So Baby Bunty, taking the toadstool umbrella, hopped away, and Uncle Wiggily, to await her return, hid under a thick-branched pine tree which kept off most of the rain. The drops pelted down, and around the tent of the camping boys was almost a flood. Night was coming on, too, and before morning the water would rise up so high that it would wet the feet of the boys in their beds.

Pretty soon, just about dusk, when it was still raining hard, along came Sammie Littletail, the rabbit boy, Toodle and Noodle the beavers, with their broad, flat tails, and Grandpa Whackum, the oldest beaver of them all. Beavers just love to work in the water and they can dig dirt canals better than most boys.
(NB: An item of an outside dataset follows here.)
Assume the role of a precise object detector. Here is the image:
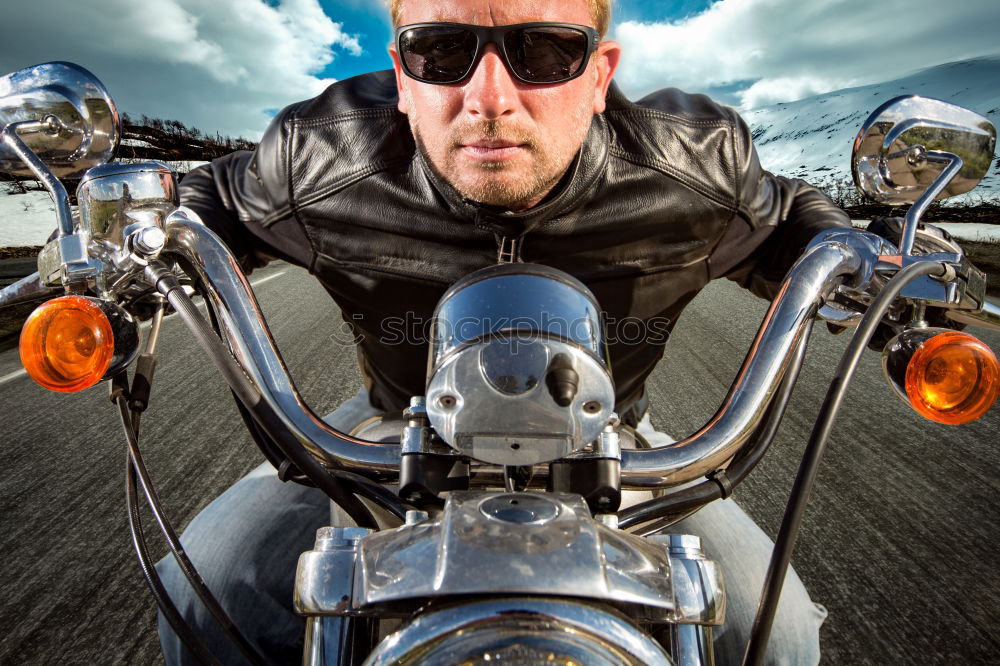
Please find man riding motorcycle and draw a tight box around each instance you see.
[159,0,850,663]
“Lively now, my friends!” called Uncle Wiggily, coming out from under the pine tree. “We’ll dig a ditch around the tent for the kind boys. They won’t see us, as they are inside, and probably will not come out in the train.”
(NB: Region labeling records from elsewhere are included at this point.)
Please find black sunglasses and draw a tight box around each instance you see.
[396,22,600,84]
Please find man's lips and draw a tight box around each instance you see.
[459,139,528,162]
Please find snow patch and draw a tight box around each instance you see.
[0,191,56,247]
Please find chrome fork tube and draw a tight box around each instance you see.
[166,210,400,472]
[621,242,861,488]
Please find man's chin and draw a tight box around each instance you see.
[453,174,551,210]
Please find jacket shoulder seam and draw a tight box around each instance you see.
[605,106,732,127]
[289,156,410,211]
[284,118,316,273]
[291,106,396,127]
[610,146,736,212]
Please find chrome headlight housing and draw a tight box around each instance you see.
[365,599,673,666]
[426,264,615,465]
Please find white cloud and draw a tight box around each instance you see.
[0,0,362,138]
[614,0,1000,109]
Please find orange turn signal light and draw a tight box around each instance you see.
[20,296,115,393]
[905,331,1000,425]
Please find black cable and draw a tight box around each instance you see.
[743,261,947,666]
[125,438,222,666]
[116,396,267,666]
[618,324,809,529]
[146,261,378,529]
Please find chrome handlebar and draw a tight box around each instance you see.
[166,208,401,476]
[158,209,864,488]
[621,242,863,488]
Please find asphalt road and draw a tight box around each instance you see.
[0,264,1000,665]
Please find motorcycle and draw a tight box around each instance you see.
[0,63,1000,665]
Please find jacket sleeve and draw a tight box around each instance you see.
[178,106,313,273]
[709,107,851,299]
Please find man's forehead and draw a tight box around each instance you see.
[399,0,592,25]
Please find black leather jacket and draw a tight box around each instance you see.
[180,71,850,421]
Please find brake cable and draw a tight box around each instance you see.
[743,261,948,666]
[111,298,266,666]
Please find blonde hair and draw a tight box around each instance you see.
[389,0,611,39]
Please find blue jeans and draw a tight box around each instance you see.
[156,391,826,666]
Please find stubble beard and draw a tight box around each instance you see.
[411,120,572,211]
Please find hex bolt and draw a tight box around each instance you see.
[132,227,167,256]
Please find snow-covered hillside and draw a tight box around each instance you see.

So Uncle Wiggily, Sammie and the beavers began work. Quickly and silently they dug and dug and dug in the soft earth, piling the dirt to one side, and making a trench so that the rain water could run off into the brook. And soon the little pond that had formed around the tent of the camping boys had drained away.

“Now they will have no more trouble,” said Uncle Wiggily as he and his friends, all wet and muddy, finished the trench. “We can go home.”

Home they went, through the rain, to get something to eat and dry out. And in the morning, though it still rained, no water rose inside the boys’ tent. And none came through the roof, for that was like an umbrella, the canvas cloth being stretched over the ridge-pole.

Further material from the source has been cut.